Our local paper carries an advice columnist named Carolyn Hax, who is actually quite good, almost always putting the question in a larger perspective, going into issues that lurk beneath the surface of the person’s questions. Today’s column handled a question about the difference between ego and self-esteem. The response starts from the perspective that ego and self-esteem can be synonyms, but then widens the issue. If one has high self-esteem, a healthy sense of self, then one faces life with a high sense of self-assurance and the protective aspects of the ego need not come into play. However, if one has low self-esteem, then one’s life can revolve around protecting one’s ego.
This line of thought leads to some interesting conclusions when one applies it to the Presidential Race.
Senator Obama faces life with a high sense of self-assurance, especially so given how disrupted his childhood was: left by his father, his move to Indonesia, his leaving his Mother to be raised by his Grandparents. One has to wonder at how he pulled everything together and be understanding if there is a certain level of self-detachment, a coolness that may the residuals of self-protecting mechanisms.
Senator McCain, on the other hand, contrary to what one would expect, given his military background and subsequent experience, seems to lack self-assurance, to need his ego stroked and calmed a bit. His feelings are genuinely hurt that Barack Obama did not sit down with him to discuss campaign financing or the town hall debates.
When McCain perceives that someone is leveling political attacks at him, most recently in the case of Rep. John Lewis, it is more than simply a campaign tactic to implore Barack Obama to somehow censure the person. At Saddleback Mountain, John McCain named Lewis as one of the three most important mentors in his life, as someone to whom he would go for advice. Why should McCain need Obama to intercede in a disagreement between McCain and one of his three most important mentors?
So one is left with a perception that Obama has a self-assurance that allows him to maneuver through stormy weather, the intelligence and intellectual curiosity to approach complex problems and the leadership skills necessary to assemble the right team to address the problem at hand and to work comfortably with them to make and implement the right decisions.

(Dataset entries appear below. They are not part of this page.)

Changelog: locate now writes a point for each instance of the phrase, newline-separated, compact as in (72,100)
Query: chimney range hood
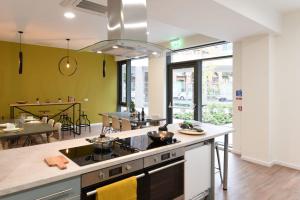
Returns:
(127,31)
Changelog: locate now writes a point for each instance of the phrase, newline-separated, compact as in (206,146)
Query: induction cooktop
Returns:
(88,154)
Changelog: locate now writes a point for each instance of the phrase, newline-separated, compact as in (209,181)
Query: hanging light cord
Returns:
(68,49)
(20,36)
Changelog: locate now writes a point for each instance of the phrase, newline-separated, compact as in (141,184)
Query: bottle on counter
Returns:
(139,116)
(143,114)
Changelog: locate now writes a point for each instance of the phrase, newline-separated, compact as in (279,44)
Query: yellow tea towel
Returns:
(122,190)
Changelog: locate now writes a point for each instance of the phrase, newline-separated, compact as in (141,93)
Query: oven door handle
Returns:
(166,167)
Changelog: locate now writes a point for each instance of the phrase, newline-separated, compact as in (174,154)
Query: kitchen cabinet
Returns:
(68,189)
(197,171)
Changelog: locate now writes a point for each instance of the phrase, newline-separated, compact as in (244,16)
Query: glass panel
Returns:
(217,91)
(183,94)
(139,83)
(123,83)
(224,49)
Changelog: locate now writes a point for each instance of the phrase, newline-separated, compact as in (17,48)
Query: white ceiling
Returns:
(281,6)
(43,22)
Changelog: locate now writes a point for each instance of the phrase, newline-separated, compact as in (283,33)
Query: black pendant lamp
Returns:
(20,53)
(67,65)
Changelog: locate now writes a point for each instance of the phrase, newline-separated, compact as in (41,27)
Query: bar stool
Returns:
(84,121)
(116,125)
(219,169)
(125,125)
(65,120)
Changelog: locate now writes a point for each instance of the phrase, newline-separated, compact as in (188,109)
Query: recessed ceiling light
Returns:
(69,15)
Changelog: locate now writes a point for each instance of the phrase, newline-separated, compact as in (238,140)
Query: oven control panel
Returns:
(111,172)
(162,157)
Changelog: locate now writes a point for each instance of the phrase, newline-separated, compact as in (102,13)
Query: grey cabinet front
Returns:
(68,189)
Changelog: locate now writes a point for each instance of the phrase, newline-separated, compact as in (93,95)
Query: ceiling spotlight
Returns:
(69,15)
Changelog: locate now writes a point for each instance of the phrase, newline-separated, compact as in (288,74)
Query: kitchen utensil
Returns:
(21,102)
(191,132)
(163,128)
(102,142)
(161,136)
(59,161)
(11,129)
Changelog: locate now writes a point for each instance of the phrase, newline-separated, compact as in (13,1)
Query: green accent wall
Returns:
(41,78)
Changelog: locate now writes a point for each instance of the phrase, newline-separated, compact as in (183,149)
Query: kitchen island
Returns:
(23,169)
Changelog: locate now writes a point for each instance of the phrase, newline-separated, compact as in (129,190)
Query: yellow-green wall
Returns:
(42,79)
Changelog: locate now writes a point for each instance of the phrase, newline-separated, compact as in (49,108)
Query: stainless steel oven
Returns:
(159,177)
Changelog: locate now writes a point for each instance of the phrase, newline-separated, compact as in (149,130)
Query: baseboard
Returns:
(256,161)
(96,124)
(235,152)
(284,164)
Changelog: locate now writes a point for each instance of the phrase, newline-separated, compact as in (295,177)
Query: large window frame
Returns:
(197,80)
(121,103)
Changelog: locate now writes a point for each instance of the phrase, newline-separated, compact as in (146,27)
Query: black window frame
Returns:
(128,84)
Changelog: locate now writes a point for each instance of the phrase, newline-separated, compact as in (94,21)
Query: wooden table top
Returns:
(27,129)
(43,104)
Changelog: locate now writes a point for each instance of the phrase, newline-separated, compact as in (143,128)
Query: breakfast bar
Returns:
(31,158)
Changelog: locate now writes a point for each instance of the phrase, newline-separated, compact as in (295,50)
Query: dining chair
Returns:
(116,125)
(44,119)
(125,125)
(51,122)
(106,125)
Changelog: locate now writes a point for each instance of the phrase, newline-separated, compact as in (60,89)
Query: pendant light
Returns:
(104,67)
(67,65)
(20,53)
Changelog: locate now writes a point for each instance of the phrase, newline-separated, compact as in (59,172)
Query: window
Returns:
(139,83)
(133,87)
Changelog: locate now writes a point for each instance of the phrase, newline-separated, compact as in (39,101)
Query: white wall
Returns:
(286,93)
(254,119)
(268,126)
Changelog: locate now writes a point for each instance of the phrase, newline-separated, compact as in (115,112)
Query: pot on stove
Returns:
(102,142)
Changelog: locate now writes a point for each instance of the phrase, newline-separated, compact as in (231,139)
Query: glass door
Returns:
(182,100)
(217,92)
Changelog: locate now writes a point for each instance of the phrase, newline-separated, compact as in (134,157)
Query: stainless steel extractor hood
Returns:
(127,31)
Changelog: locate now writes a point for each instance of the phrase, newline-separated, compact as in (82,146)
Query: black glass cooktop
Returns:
(143,142)
(88,154)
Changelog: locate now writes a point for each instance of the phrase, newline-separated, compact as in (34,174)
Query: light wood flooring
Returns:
(248,181)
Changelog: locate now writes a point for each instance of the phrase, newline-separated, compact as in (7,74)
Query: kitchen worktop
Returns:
(24,168)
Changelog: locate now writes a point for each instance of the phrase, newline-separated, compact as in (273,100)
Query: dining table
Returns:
(134,119)
(25,129)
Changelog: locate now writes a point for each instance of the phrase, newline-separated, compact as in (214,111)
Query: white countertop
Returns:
(24,168)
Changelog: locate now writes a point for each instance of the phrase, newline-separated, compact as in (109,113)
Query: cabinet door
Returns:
(68,190)
(197,170)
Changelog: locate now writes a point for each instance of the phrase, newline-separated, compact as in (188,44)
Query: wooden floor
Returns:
(248,181)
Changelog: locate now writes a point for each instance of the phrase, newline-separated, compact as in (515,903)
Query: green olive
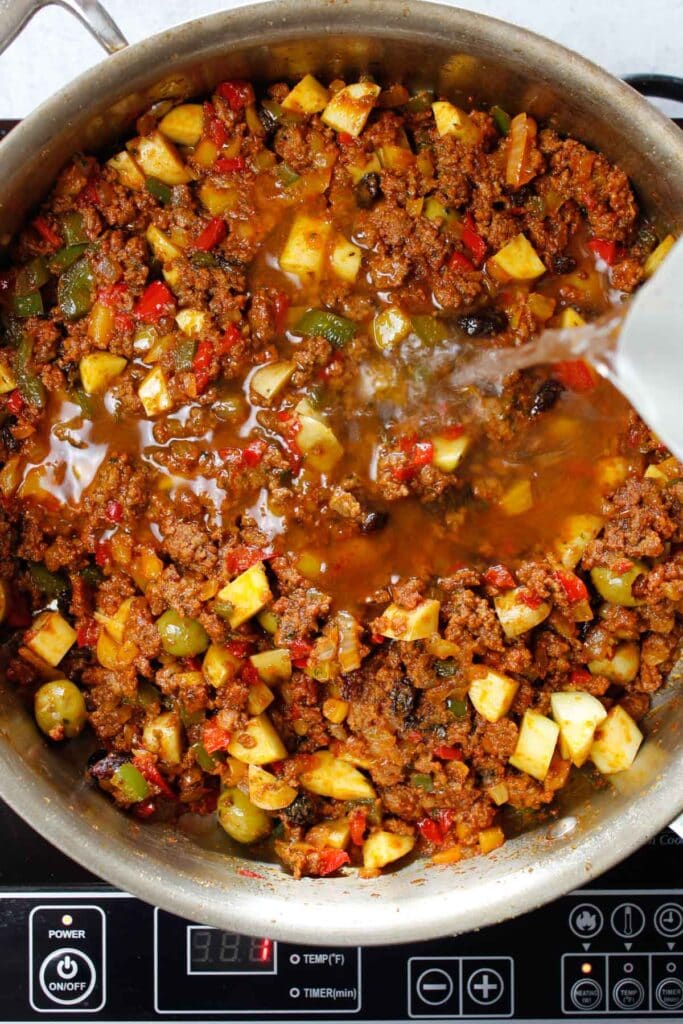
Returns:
(615,587)
(181,636)
(59,710)
(242,819)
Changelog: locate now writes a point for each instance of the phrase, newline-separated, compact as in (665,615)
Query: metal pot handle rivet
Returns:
(15,13)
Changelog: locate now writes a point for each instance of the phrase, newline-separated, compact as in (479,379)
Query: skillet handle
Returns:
(14,14)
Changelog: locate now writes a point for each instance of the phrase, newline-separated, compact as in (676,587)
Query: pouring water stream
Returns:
(638,347)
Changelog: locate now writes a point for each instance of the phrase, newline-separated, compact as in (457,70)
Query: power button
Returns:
(67,962)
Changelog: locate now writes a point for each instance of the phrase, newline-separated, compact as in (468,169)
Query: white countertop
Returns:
(626,37)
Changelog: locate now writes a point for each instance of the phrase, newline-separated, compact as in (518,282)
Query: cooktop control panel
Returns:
(94,952)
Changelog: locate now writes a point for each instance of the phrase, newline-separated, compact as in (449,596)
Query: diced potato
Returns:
(154,392)
(116,624)
(383,848)
(611,472)
(100,324)
(335,710)
(420,623)
(50,637)
(345,259)
(622,668)
(247,594)
(307,96)
(449,452)
(158,158)
(163,736)
(517,499)
(492,692)
(616,587)
(451,120)
(330,776)
(577,532)
(536,744)
(349,109)
(242,820)
(258,742)
(389,327)
(269,380)
(304,250)
(98,370)
(616,742)
(317,443)
(515,615)
(219,665)
(194,323)
(183,124)
(578,715)
(218,201)
(518,259)
(335,833)
(129,173)
(569,317)
(268,793)
(115,655)
(499,794)
(7,382)
(657,256)
(491,839)
(161,245)
(259,697)
(272,666)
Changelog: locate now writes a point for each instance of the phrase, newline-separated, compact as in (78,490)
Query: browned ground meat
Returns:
(288,576)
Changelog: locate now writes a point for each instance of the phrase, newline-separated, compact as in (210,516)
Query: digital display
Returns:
(212,951)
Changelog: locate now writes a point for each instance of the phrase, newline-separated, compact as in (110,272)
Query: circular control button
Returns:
(586,993)
(628,993)
(586,921)
(67,977)
(628,921)
(434,986)
(669,920)
(669,993)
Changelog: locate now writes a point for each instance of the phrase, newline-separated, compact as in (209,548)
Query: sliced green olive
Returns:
(59,710)
(616,587)
(181,636)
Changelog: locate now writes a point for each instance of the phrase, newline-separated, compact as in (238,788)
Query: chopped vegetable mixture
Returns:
(249,538)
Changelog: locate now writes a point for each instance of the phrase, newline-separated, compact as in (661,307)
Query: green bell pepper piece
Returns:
(131,783)
(337,330)
(73,229)
(66,257)
(76,290)
(159,189)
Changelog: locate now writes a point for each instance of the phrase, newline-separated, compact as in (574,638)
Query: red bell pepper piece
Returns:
(444,753)
(605,250)
(114,510)
(459,261)
(15,402)
(243,556)
(501,577)
(87,633)
(213,233)
(430,830)
(214,737)
(238,93)
(146,767)
(357,821)
(573,587)
(46,232)
(157,301)
(473,240)
(228,165)
(574,374)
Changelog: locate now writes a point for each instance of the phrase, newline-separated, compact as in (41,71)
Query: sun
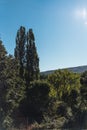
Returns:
(81,13)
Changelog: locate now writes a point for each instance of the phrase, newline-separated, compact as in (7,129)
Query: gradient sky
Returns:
(60,28)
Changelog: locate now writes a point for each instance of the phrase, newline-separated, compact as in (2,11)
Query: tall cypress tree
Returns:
(20,48)
(32,60)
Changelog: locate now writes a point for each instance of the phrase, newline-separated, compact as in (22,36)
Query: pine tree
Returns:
(20,48)
(32,60)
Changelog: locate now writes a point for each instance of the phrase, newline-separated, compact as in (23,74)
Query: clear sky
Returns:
(60,28)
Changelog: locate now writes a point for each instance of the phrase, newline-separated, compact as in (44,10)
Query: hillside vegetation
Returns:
(32,100)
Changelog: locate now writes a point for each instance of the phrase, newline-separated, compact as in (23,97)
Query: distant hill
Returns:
(78,69)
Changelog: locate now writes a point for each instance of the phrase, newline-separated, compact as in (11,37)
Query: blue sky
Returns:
(60,28)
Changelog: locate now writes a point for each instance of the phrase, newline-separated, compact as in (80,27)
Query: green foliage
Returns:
(83,90)
(11,89)
(64,82)
(36,103)
(32,60)
(20,48)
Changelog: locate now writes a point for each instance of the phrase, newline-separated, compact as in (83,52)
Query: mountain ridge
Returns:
(77,69)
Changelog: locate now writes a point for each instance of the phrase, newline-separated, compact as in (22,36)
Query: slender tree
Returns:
(20,48)
(32,60)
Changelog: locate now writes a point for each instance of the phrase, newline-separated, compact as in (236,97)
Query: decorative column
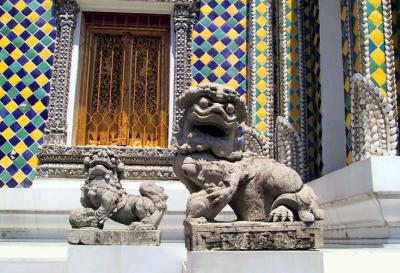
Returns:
(291,131)
(56,125)
(184,16)
(371,110)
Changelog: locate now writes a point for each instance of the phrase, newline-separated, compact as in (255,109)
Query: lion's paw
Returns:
(197,221)
(141,226)
(281,214)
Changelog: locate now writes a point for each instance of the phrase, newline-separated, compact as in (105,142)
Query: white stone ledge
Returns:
(362,202)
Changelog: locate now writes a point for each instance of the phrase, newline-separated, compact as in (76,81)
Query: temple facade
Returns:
(320,79)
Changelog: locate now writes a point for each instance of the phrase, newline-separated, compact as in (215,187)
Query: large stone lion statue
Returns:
(104,198)
(212,163)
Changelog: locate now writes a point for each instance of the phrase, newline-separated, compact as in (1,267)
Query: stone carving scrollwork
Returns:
(56,124)
(373,120)
(66,161)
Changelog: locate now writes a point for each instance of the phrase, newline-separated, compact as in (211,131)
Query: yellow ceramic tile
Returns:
(38,107)
(23,120)
(7,133)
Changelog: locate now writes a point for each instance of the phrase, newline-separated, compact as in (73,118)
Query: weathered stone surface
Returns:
(92,236)
(103,198)
(252,236)
(213,164)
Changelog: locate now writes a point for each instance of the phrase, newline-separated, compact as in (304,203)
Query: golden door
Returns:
(124,99)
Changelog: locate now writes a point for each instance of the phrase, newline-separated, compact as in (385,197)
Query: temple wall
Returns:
(268,50)
(27,34)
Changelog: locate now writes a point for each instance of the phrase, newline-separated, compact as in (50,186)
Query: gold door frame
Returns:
(125,86)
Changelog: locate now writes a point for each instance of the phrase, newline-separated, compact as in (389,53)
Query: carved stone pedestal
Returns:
(114,237)
(252,236)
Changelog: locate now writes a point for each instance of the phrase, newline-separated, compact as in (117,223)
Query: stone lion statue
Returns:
(212,163)
(103,197)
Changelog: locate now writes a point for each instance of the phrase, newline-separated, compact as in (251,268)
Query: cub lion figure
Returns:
(212,163)
(103,197)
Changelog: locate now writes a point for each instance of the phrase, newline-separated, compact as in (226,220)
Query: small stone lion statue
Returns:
(103,197)
(212,163)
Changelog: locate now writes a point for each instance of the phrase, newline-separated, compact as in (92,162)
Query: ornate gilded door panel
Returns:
(124,97)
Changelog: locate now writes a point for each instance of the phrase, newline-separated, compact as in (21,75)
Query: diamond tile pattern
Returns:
(220,44)
(351,60)
(292,65)
(261,66)
(27,34)
(377,43)
(396,40)
(313,88)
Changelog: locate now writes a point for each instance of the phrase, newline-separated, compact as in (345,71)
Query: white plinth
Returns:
(254,262)
(166,258)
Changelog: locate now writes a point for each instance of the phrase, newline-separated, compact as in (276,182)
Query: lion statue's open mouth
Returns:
(211,123)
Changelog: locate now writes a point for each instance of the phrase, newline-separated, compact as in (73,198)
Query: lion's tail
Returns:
(155,193)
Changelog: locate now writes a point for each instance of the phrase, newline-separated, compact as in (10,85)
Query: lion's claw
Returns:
(141,226)
(281,214)
(197,221)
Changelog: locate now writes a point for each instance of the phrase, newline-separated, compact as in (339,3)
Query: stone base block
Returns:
(252,236)
(114,237)
(254,262)
(166,258)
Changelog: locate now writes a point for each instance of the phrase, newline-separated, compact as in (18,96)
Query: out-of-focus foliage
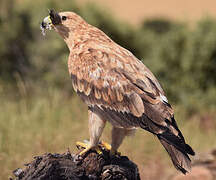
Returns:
(182,58)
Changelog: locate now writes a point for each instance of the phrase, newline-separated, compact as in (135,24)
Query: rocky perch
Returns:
(68,166)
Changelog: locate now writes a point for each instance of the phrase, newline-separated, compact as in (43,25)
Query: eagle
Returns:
(117,88)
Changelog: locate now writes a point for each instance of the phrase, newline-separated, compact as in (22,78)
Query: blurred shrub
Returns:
(182,58)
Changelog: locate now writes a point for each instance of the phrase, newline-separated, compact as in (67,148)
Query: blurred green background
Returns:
(39,112)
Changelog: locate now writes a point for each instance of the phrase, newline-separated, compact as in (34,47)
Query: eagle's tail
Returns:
(178,152)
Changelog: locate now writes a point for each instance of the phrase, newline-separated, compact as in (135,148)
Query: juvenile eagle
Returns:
(118,88)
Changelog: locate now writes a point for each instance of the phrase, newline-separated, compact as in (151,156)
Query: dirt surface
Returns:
(134,11)
(66,166)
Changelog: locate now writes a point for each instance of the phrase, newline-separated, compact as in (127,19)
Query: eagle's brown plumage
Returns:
(119,88)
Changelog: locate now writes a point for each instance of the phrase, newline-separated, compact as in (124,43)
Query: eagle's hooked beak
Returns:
(49,21)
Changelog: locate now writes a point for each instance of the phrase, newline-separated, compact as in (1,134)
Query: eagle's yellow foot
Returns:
(105,145)
(86,147)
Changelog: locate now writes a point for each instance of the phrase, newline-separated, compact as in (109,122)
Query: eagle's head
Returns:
(64,23)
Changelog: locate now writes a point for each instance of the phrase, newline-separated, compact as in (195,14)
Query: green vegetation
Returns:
(40,112)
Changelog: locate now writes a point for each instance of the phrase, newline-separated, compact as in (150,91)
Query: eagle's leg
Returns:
(96,126)
(118,135)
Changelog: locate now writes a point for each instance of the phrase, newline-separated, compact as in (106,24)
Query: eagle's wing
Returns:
(116,80)
(114,83)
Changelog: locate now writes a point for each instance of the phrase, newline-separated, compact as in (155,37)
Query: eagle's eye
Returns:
(64,18)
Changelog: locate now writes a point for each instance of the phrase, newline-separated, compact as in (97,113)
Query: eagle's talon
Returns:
(87,147)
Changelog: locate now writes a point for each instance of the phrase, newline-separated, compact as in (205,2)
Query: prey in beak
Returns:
(50,21)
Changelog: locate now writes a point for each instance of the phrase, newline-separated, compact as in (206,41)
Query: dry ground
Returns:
(134,11)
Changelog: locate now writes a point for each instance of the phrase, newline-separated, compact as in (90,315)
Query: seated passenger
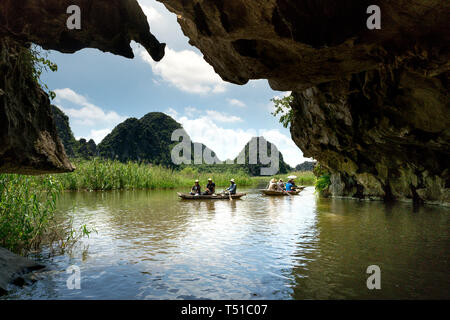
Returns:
(232,188)
(273,185)
(196,188)
(289,186)
(281,185)
(210,187)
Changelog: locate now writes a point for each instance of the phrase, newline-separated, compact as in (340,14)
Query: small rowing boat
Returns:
(280,193)
(211,196)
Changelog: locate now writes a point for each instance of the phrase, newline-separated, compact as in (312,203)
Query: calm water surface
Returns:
(152,245)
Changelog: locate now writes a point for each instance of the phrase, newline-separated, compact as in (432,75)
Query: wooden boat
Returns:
(280,193)
(211,197)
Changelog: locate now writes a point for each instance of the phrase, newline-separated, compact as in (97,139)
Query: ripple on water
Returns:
(151,245)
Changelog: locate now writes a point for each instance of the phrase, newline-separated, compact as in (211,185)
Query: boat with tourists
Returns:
(281,193)
(210,196)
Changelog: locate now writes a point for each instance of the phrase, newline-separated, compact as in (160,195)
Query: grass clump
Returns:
(27,206)
(99,174)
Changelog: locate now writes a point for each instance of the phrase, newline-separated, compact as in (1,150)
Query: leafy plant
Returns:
(38,62)
(284,109)
(323,178)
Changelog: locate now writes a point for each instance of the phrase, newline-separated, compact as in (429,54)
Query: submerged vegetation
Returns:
(99,174)
(28,203)
(27,206)
(27,215)
(323,179)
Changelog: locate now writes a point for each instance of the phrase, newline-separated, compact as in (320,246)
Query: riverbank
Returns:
(27,203)
(102,175)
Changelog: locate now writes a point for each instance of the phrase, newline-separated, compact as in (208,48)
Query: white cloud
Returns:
(96,135)
(153,15)
(291,152)
(172,112)
(164,25)
(84,115)
(236,102)
(87,114)
(191,110)
(271,105)
(222,117)
(186,70)
(227,143)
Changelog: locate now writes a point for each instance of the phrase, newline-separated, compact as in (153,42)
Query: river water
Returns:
(153,245)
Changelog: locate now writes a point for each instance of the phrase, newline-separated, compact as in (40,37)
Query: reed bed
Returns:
(99,174)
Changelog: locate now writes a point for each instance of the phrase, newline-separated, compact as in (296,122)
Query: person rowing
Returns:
(289,186)
(281,185)
(196,189)
(273,186)
(210,187)
(232,188)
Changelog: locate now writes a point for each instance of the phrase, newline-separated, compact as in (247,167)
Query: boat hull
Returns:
(279,193)
(188,196)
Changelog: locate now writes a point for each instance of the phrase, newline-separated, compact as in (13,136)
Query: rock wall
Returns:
(383,134)
(370,105)
(28,140)
(13,268)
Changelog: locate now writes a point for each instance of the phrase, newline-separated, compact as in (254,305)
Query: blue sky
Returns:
(99,90)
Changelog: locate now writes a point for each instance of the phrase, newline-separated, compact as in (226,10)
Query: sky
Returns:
(100,90)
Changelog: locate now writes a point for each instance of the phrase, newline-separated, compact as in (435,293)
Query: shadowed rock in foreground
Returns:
(372,106)
(12,268)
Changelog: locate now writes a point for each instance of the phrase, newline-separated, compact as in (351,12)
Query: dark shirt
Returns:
(211,187)
(232,188)
(196,189)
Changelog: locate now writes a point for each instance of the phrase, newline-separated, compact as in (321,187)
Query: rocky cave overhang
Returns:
(28,140)
(371,105)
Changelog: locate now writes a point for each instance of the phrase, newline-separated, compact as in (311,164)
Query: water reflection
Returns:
(152,245)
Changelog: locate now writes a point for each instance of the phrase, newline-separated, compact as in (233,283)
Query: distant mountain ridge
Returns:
(74,148)
(149,139)
(249,158)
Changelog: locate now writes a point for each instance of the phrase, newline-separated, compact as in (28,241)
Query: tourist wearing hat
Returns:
(273,185)
(196,188)
(210,187)
(281,186)
(232,188)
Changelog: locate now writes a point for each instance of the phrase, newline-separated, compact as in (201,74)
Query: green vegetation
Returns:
(98,174)
(27,207)
(147,139)
(36,59)
(27,203)
(323,179)
(27,215)
(283,108)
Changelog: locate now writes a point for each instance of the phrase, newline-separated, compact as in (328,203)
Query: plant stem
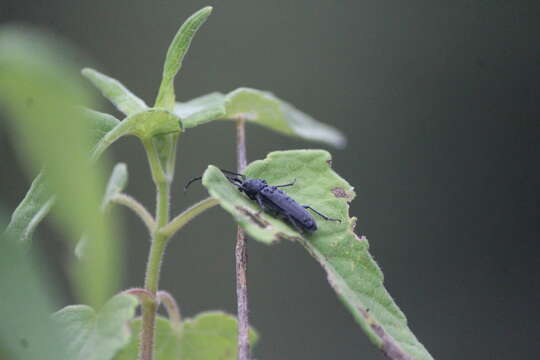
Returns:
(157,248)
(172,308)
(137,208)
(241,255)
(187,215)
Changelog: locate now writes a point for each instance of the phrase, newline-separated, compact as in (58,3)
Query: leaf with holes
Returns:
(260,107)
(210,335)
(351,270)
(91,335)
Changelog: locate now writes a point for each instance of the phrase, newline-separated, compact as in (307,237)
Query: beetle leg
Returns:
(261,204)
(289,184)
(295,224)
(320,214)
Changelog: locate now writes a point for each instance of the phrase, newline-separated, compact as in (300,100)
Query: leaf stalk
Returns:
(241,255)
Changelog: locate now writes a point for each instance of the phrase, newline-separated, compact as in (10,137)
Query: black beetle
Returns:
(271,199)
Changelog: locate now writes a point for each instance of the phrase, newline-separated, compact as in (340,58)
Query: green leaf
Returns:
(115,92)
(351,270)
(91,335)
(201,110)
(167,341)
(117,183)
(27,300)
(175,55)
(32,209)
(209,336)
(144,125)
(260,107)
(100,124)
(42,93)
(38,201)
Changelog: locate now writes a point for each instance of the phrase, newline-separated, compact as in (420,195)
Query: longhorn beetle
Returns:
(272,200)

One is left with a perception that John McCain shoots from the hip when making decisions, is inarticulate to the point that one must question his thought process and level of understanding, and he lacks the level of self-assurance necessary to being a clam, decisive leader.
I would not have written or even suspected all this at the beginning of the year, but we now have a lot of information on which to make our voting decision this election year.